MPCE recomenda a adoção do nome social em escolas da Capital e estaduais

A recomendação do Ministério Público do Estado do Ceará, expedida nesta quarta (27), é válida para as escolas públicas de Fortaleza e as gerenciadas pelo Governo do Estado. A medida visa garantir a utilização do uso do nome social de lésbicas, gays, travestis, transexuais e intersexuais (LGBTI)

A recomendação do Ministério Público do Estado do Ceará, expedida nesta quarta (27), é válida para as escolas públicas de Fortaleza e as gerenciadas pelo Governo do Estado. A medida visa garantir a utilização do uso do nome social de lésbicas, gays, travestis, transexuais e intersexuais (LGBTI)
A recomendação do Ministério Público do Estado do Ceará, expedida nesta quarta (27), é válida para as escolas públicas de Fortaleza e as gerenciadas pelo Governo do Estado. A medida visa garantir a utilização do uso do nome social de lésbicas, gays, travestis, transexuais e intersexuais (LGBTI) (Foto: Rodrigo Rocha)

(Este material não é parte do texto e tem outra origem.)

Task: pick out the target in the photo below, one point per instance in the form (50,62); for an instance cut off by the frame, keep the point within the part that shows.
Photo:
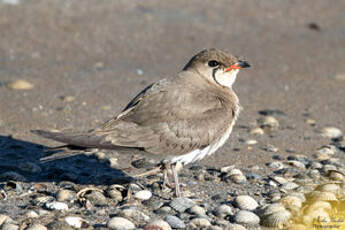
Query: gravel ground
(75,64)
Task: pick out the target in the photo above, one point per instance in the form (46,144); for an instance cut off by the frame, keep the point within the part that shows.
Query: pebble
(199,223)
(246,202)
(31,214)
(76,222)
(339,77)
(235,227)
(175,222)
(197,210)
(181,204)
(331,132)
(120,223)
(20,85)
(36,227)
(268,122)
(257,131)
(135,214)
(163,225)
(30,167)
(9,226)
(246,217)
(97,198)
(289,186)
(223,210)
(65,195)
(56,205)
(143,195)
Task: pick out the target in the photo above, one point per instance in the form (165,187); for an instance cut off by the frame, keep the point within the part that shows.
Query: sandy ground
(102,53)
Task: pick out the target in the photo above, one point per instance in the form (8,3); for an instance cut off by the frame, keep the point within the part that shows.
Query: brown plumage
(175,116)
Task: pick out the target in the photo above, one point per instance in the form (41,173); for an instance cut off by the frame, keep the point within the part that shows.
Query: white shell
(246,202)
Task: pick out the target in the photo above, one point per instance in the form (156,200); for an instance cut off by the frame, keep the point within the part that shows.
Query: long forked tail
(75,139)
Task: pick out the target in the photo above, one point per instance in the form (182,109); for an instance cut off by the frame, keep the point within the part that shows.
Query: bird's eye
(213,63)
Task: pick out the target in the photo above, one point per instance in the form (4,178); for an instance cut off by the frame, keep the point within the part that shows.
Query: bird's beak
(238,65)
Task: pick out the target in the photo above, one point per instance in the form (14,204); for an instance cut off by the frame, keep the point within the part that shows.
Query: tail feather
(75,139)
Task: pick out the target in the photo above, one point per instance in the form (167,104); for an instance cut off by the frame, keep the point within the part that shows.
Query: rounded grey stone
(175,222)
(246,217)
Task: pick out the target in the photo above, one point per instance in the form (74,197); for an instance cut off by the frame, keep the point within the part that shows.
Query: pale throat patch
(226,78)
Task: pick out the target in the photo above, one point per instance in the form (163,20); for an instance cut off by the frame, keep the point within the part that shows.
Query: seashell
(292,203)
(336,175)
(181,204)
(318,205)
(333,188)
(325,196)
(56,205)
(318,214)
(199,223)
(271,208)
(76,222)
(158,225)
(246,217)
(246,202)
(328,149)
(120,223)
(257,131)
(277,219)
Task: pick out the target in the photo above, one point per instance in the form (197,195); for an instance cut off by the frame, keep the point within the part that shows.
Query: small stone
(246,217)
(339,77)
(175,222)
(37,227)
(270,148)
(257,131)
(134,214)
(9,226)
(120,223)
(97,198)
(289,186)
(158,223)
(143,195)
(251,142)
(268,122)
(20,85)
(331,132)
(297,164)
(55,205)
(65,195)
(327,149)
(276,165)
(31,214)
(200,223)
(30,167)
(197,210)
(223,210)
(76,222)
(181,204)
(235,227)
(245,202)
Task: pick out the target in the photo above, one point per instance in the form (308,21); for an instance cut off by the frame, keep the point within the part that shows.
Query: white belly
(199,154)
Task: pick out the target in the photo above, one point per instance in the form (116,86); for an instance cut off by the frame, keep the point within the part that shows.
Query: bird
(181,119)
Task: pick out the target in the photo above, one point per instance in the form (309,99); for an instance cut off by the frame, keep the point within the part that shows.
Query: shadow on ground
(20,161)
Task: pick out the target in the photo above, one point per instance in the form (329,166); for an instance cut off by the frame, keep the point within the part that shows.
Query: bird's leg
(177,184)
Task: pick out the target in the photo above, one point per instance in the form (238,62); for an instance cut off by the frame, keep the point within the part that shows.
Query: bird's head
(217,66)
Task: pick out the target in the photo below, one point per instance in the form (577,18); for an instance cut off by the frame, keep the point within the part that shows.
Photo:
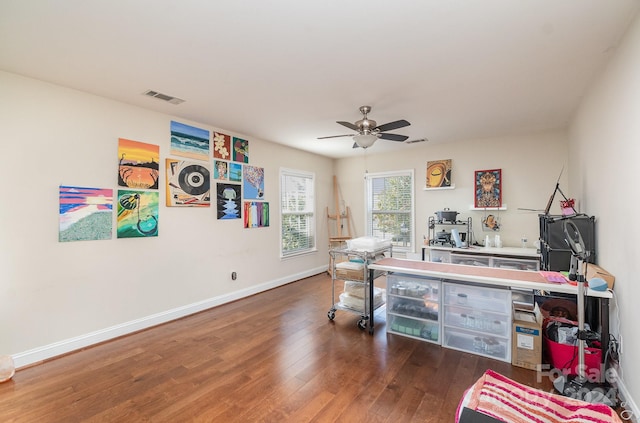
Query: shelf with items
(505,258)
(477,319)
(359,296)
(438,234)
(413,307)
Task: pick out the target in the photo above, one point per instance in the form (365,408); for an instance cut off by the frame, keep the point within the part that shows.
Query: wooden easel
(337,234)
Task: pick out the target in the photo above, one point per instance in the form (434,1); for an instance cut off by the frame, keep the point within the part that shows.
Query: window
(297,212)
(390,213)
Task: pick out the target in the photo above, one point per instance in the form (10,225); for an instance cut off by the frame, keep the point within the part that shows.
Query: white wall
(530,167)
(58,296)
(604,152)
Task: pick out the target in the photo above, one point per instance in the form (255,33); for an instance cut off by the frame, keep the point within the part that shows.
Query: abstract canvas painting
(228,200)
(235,172)
(138,164)
(221,170)
(85,213)
(221,146)
(240,150)
(256,214)
(137,214)
(189,141)
(253,178)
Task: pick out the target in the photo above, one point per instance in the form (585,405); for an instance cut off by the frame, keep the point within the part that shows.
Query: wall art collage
(87,213)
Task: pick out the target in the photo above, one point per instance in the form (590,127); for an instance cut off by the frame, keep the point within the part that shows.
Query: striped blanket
(506,400)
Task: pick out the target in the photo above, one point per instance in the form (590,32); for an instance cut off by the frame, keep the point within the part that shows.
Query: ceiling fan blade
(393,137)
(336,136)
(392,125)
(348,125)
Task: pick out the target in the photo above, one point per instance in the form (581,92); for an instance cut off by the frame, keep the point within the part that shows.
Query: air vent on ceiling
(415,141)
(163,97)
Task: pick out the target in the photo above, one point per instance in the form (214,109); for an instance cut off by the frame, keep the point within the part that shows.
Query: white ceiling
(287,70)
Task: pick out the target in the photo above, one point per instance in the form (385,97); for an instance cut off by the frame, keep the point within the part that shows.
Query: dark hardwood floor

Ceará247 - O Ministério Público do Estado do Ceará (MPCE), por meio do promotor de Justiça da Defesa da Educação Antonio Gilvan de Abreu, expediu nesta quarta-feira (27) recomendação às secretarias de Educação do município de Fortaleza e do Estado do Ceará para garantir a utilização do uso do nome social de lésbicas, gays, travestis, transexuais e intersexuais (LGBTI) em escolas públicas cearenses.

Segundo o documento, a orientação tem como base nota técnica do Conselho Nacional do Ministério Público que “expressa posicionamento no sentido de garantir o direito ao reconhecimento e à adição do nome social (ou apelido público notório) em benefício da população LGBTI mediante solicitação do interessado, a ser garantido na rede pública federal, estadual e municipal de ensino e saúde.”

A recomendação cita ainda as resoluções nº 437/2012 do Conselho Estadual de Educação (CEE) e nº 12/2015 do Conselho Nacional de Combate à discriminação e promoção dos direitos de Lésbicas, Gays, Travestis e Transexuais – CNCD/LGBT que orientam a adoção do nome social como um direito fundamental para a não discriminação e não submissão a tratamentos desumanos e degradantes de pessoas travestis e transexuais.

De acordo com o CEE, o estudante maior de 18 anos poderá manifestar o desejo, por escrito, de inclusão do seu nome social pela instituição educacional no ato da matrícula ou, a qualquer momento, no decorrer do ano letivo. Para os estudantes que não atingiram a maioridade legal, a inclusão poderá ser feita mediante autorização conjunta, por escrito, dos pais ou responsáveis, ou por decisão judicial. A recomendação do Ministério Público requisita que os secretários de Educação do município de Fortaleza, Jaime Cavalcante, e do Estado do Ceará, Idilvan Alencar, comuniquem em um prazo de 20 dias as medidas que serão adotadas para o cumprimento da orientação.